Ralph Kramden was a hard guy to like. I recall vague sensations of discomfort when “The Honeymooners” would show up as a segment of the “Jackie Gleanson Show” on Saturday night TV. Did people really find humor in this mean, loud brute? He was a thug who evoked fear, lived in squalor and seemed forever on the verge of a heart attack.

I have no idea whether Michael Sommers had a similar experience with the character and the show — both Gleason creations. Regardless, Sommers’ twist on the old TV classic considers its principal character on harsh terms.

“To The Moon” at Open Eye Figure Theatre preserves many of the comic tropes and images of “The Honeymooners,” but Sommers and script writer Josef Evans find a modern tragic spin. They are on to something, even if the production meanders uncertainly to its destination.

Maren Ward plays Jackie Ward — the stand-in for Kramden — with keen awareness of Gleason’s tics and gestures. Kimberly Richardson creates an indelible replica of Ralph’s “old buddy, old pal” Ed Norton. Richardson’s rubber-band limbs and malleable face are perfect, and she moves with the lubricated grace of a modern dancer (which she is).

The two guys (played by these women) are on the verge of hatching a grand plan, scheming on how they can get out of the house for the nightly lodge meeting and getting busy in the kitchen to make a cake for Alice (Annie Enneking), who is returning from a stint in a mental hospital — or is it a prison for the criminally insane?

Emily Zimmer fills out the foursome as Trixie Norton, Ed’s demure and perfectly matched innocent dope of a wife.

In three episodes, this group feints at familiar “Honeymooners” bits, but they are merely displays rather than pieces that take us anywhere.

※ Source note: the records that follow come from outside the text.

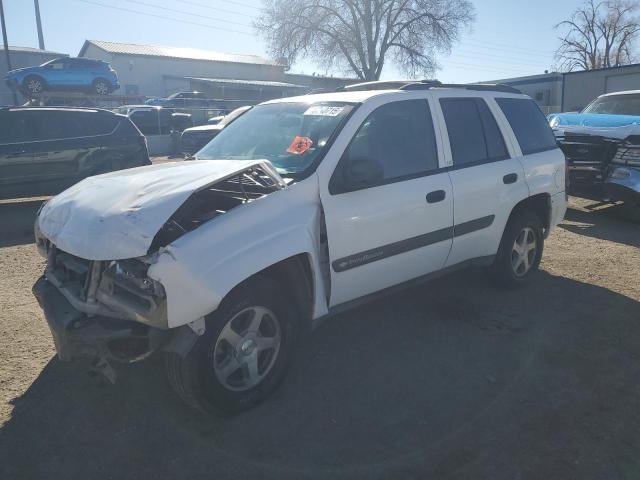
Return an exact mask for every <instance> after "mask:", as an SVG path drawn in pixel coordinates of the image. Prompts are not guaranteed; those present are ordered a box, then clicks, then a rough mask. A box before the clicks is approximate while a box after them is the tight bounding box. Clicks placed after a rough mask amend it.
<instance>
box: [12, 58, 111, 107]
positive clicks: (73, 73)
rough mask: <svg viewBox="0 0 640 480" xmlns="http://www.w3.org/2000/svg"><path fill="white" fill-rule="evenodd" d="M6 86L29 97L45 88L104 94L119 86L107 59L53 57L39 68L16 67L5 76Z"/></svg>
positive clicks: (106, 93) (42, 64)
mask: <svg viewBox="0 0 640 480" xmlns="http://www.w3.org/2000/svg"><path fill="white" fill-rule="evenodd" d="M4 78H5V81H6V83H7V85H8V86H9V87H10V88H12V89H17V90H20V91H21V92H22V93H23V94H24V95H25V96H28V97H29V98H33V97H37V96H39V95H40V94H41V93H42V92H43V91H45V90H82V91H90V92H92V93H95V94H97V95H108V94H109V93H111V92H113V91H114V90H117V89H118V88H120V84H119V83H118V75H117V73H116V72H115V70H113V69H112V68H111V66H110V65H109V64H108V63H107V62H103V61H101V60H92V59H89V58H68V57H64V58H56V59H55V60H51V61H49V62H47V63H43V64H42V65H40V66H39V67H27V68H18V69H17V70H11V71H10V72H8V73H7V74H6V75H5V77H4Z"/></svg>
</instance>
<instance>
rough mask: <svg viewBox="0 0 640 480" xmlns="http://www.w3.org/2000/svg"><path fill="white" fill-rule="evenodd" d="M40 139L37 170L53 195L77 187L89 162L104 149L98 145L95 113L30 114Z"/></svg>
mask: <svg viewBox="0 0 640 480" xmlns="http://www.w3.org/2000/svg"><path fill="white" fill-rule="evenodd" d="M29 113H30V114H31V115H32V116H33V120H32V121H33V124H34V127H35V132H36V135H37V142H35V143H34V148H33V158H34V160H33V161H34V167H35V168H36V169H37V171H38V172H39V174H38V176H39V178H40V180H41V181H42V182H44V183H46V184H47V185H48V188H49V191H50V192H52V193H53V192H59V191H61V190H63V189H64V188H67V187H69V186H70V185H73V184H74V183H76V181H77V180H78V179H79V178H81V177H82V173H81V172H82V170H83V169H86V159H87V158H89V157H91V156H92V155H95V153H96V152H98V151H99V150H100V148H101V145H100V142H98V141H96V136H95V132H94V131H93V130H94V126H95V125H94V124H95V122H94V120H95V119H96V117H97V116H98V115H96V114H95V113H92V112H82V111H64V110H45V111H33V112H29Z"/></svg>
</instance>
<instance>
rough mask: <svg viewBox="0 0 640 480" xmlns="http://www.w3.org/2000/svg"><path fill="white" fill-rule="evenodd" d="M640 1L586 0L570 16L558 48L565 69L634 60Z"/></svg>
mask: <svg viewBox="0 0 640 480" xmlns="http://www.w3.org/2000/svg"><path fill="white" fill-rule="evenodd" d="M637 8H638V2H637V1H627V0H609V1H597V0H587V1H586V2H585V3H584V4H583V5H582V6H581V7H580V8H578V9H577V10H576V11H575V12H574V13H573V15H572V16H571V18H570V19H569V20H565V21H563V22H560V23H559V24H558V25H556V28H562V29H565V34H564V35H563V36H562V37H560V42H561V43H560V47H559V48H558V50H557V51H556V59H557V60H558V61H559V68H560V69H561V70H564V71H572V70H592V69H594V68H604V67H617V66H620V65H624V64H628V63H631V62H632V61H633V54H632V49H633V44H634V41H635V40H636V37H637V36H638V33H639V32H640V23H639V20H638V18H637V17H636V16H635V13H636V11H637Z"/></svg>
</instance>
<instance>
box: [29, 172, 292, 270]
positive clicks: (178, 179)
mask: <svg viewBox="0 0 640 480" xmlns="http://www.w3.org/2000/svg"><path fill="white" fill-rule="evenodd" d="M255 165H260V166H261V167H262V168H263V169H264V170H265V171H266V172H268V173H269V174H270V175H271V176H272V177H273V178H274V180H275V181H276V182H278V183H280V184H282V185H284V183H283V181H282V178H280V176H279V175H278V174H277V172H276V171H275V170H274V169H273V167H272V166H271V164H270V163H269V162H268V161H267V160H257V161H255V160H219V161H216V160H199V161H198V160H196V161H189V162H171V163H164V164H159V165H151V166H146V167H138V168H131V169H128V170H121V171H117V172H111V173H106V174H104V175H97V176H95V177H89V178H87V179H85V180H82V181H81V182H79V183H77V184H76V185H74V186H73V187H71V188H69V189H68V190H65V191H64V192H62V193H61V194H59V195H57V196H55V197H54V198H52V199H51V200H50V201H49V202H47V203H46V204H45V206H44V207H43V208H42V210H41V212H40V214H39V216H38V219H37V220H36V221H37V223H38V225H37V226H38V228H39V230H40V232H41V233H42V234H43V235H44V236H45V237H47V238H48V239H49V240H50V241H52V242H53V243H54V244H55V245H56V246H57V247H58V248H60V249H62V250H64V251H65V252H68V253H71V254H72V255H75V256H78V257H81V258H86V259H89V260H120V259H125V258H135V257H141V256H144V255H146V254H147V252H148V250H149V247H150V245H151V242H152V241H153V238H154V236H155V235H156V233H157V232H158V230H160V228H161V227H162V226H163V225H164V223H165V222H166V221H167V220H168V219H169V217H171V215H173V213H174V212H175V211H176V210H177V209H178V207H180V205H182V204H183V203H184V202H185V201H186V200H187V198H189V196H191V194H192V193H194V192H196V191H198V190H200V189H202V188H204V187H206V186H208V185H211V184H213V183H215V182H217V181H220V180H224V179H226V178H229V177H231V176H233V175H234V174H238V173H240V172H242V171H243V170H246V169H247V168H250V167H252V166H255Z"/></svg>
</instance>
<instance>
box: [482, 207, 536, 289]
mask: <svg viewBox="0 0 640 480" xmlns="http://www.w3.org/2000/svg"><path fill="white" fill-rule="evenodd" d="M527 229H528V230H527ZM525 232H526V233H525ZM525 234H526V237H527V238H528V239H529V240H533V241H535V251H529V252H524V249H522V250H521V251H522V252H523V253H522V254H520V253H519V252H517V251H516V241H519V242H520V241H521V240H522V239H524V238H525V237H524V236H523V235H525ZM525 241H526V240H525ZM529 245H530V244H529ZM543 250H544V235H543V227H542V222H541V220H540V217H539V216H538V215H536V214H535V213H534V212H532V211H528V210H521V211H519V212H516V213H515V214H514V215H513V216H512V217H511V218H510V219H509V222H508V223H507V226H506V228H505V230H504V233H503V235H502V240H501V241H500V248H499V249H498V254H497V255H496V258H495V260H494V262H493V265H491V267H490V268H489V273H490V275H491V277H492V278H493V279H494V280H495V281H496V283H498V284H499V285H501V286H503V287H507V288H516V287H520V286H523V285H525V284H527V283H528V282H529V281H530V280H531V277H532V276H533V275H534V274H535V273H536V272H537V270H538V267H539V266H540V260H541V259H542V252H543ZM525 256H526V259H525ZM518 262H520V263H518ZM525 262H526V264H527V267H526V268H525V265H524V264H525ZM515 264H518V267H516V266H515Z"/></svg>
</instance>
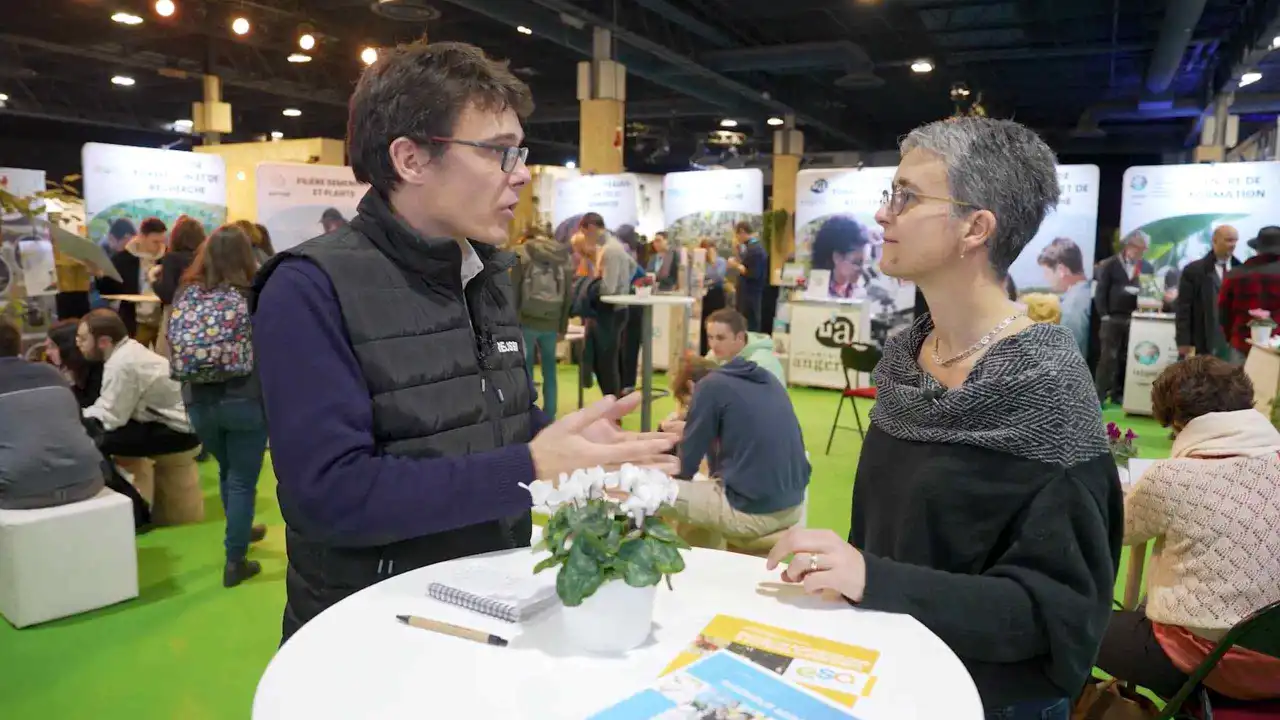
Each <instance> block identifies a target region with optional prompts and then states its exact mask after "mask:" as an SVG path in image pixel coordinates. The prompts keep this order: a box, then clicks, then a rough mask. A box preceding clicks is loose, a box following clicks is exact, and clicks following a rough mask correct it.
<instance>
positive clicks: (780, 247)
mask: <svg viewBox="0 0 1280 720" xmlns="http://www.w3.org/2000/svg"><path fill="white" fill-rule="evenodd" d="M801 155H804V133H801V132H800V131H797V129H796V128H795V118H794V117H790V115H788V117H787V118H786V123H785V124H783V127H782V129H778V131H774V132H773V196H772V200H771V208H772V209H773V211H778V210H786V211H787V222H786V223H785V224H783V227H782V232H777V233H773V237H774V238H776V240H774V243H773V247H771V249H769V278H771V279H772V282H773V284H778V282H780V281H781V279H782V265H785V264H786V261H787V258H790V256H791V254H792V252H795V246H796V237H795V224H796V223H795V215H796V174H799V173H800V156H801Z"/></svg>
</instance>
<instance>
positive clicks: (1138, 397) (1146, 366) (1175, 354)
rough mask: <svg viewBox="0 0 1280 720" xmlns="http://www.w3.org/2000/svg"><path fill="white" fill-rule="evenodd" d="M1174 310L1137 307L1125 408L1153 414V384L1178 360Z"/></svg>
mask: <svg viewBox="0 0 1280 720" xmlns="http://www.w3.org/2000/svg"><path fill="white" fill-rule="evenodd" d="M1174 320H1175V318H1174V314H1172V313H1147V311H1142V310H1139V311H1137V313H1134V314H1133V319H1132V320H1130V323H1129V347H1128V352H1129V355H1128V357H1129V361H1128V363H1126V364H1125V374H1124V411H1125V413H1128V414H1130V415H1151V414H1152V409H1151V386H1152V383H1155V382H1156V378H1158V377H1160V373H1162V372H1165V368H1167V366H1169V365H1171V364H1174V363H1176V361H1178V340H1176V337H1175V328H1174Z"/></svg>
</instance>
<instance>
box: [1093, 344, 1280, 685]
mask: <svg viewBox="0 0 1280 720" xmlns="http://www.w3.org/2000/svg"><path fill="white" fill-rule="evenodd" d="M1151 401H1152V409H1153V411H1155V416H1156V420H1158V421H1160V424H1161V425H1164V427H1166V428H1167V427H1172V428H1174V432H1175V433H1178V434H1176V437H1175V438H1174V448H1172V451H1171V454H1170V459H1169V460H1161V461H1160V462H1156V464H1155V465H1152V466H1151V468H1149V469H1148V470H1147V471H1146V473H1143V475H1142V478H1139V479H1137V480H1135V482H1134V486H1133V488H1132V489H1130V491H1129V493H1128V497H1126V498H1125V503H1124V509H1125V512H1124V525H1125V533H1124V542H1125V543H1126V544H1137V546H1138V547H1134V548H1133V552H1143V551H1144V550H1146V548H1144V544H1146V542H1147V541H1149V539H1152V538H1156V541H1157V544H1156V553H1155V555H1153V556H1152V564H1151V565H1149V566H1148V568H1147V578H1149V582H1148V584H1147V607H1146V610H1135V611H1116V612H1114V614H1112V615H1111V624H1110V625H1108V626H1107V633H1106V635H1103V638H1102V651H1101V652H1100V653H1098V661H1097V665H1098V667H1101V669H1102V670H1105V671H1107V673H1110V674H1111V675H1115V676H1116V678H1120V679H1123V680H1128V682H1132V683H1137V684H1139V685H1142V687H1146V688H1148V689H1151V691H1153V692H1156V693H1158V694H1161V696H1164V697H1172V696H1174V694H1176V693H1178V691H1179V688H1181V685H1183V683H1185V682H1187V674H1188V673H1190V671H1192V670H1194V669H1196V666H1197V665H1199V664H1201V661H1202V660H1204V657H1206V656H1207V655H1208V653H1210V652H1211V651H1212V650H1213V647H1215V644H1216V643H1217V641H1220V639H1222V635H1224V634H1226V630H1229V629H1230V628H1231V626H1233V625H1235V624H1236V623H1239V621H1240V620H1243V619H1245V618H1248V616H1249V615H1251V614H1253V612H1256V611H1257V610H1261V609H1262V607H1266V606H1267V605H1271V603H1272V602H1276V601H1280V432H1276V429H1275V428H1274V427H1272V425H1271V421H1270V420H1268V419H1267V416H1266V415H1263V414H1262V413H1258V411H1257V410H1254V409H1253V383H1252V382H1249V378H1248V375H1245V374H1244V370H1243V369H1240V368H1236V366H1234V365H1231V364H1230V363H1226V361H1224V360H1219V359H1217V357H1213V356H1211V355H1197V356H1194V357H1188V359H1187V360H1183V361H1181V363H1176V364H1174V365H1170V366H1169V368H1166V369H1165V372H1164V373H1161V374H1160V377H1158V378H1156V382H1155V384H1153V386H1152V388H1151ZM1206 684H1207V685H1208V687H1210V689H1213V691H1216V692H1219V693H1221V694H1225V696H1229V697H1234V698H1236V700H1263V698H1275V697H1280V660H1276V659H1272V657H1268V656H1265V655H1261V653H1257V652H1253V651H1249V650H1245V648H1242V647H1236V648H1233V650H1229V651H1228V652H1226V655H1225V656H1224V657H1222V660H1221V661H1219V664H1217V667H1216V669H1215V670H1213V671H1212V673H1211V674H1210V675H1208V678H1207V679H1206Z"/></svg>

The play’s conclusion seems foregone. Sommers’ production suffers from dramatic inertia.

Sommers scenic eye, his ability to create imagery and intrigue through stage magic is evident. But he and Evans have not extrapolated the types with an identifiable purpose. Greater economy and tension would help Sommers and Evans clarify just what they want to say.

“To the Moon” puts together a good deal of material, but ultimately remains earthbound.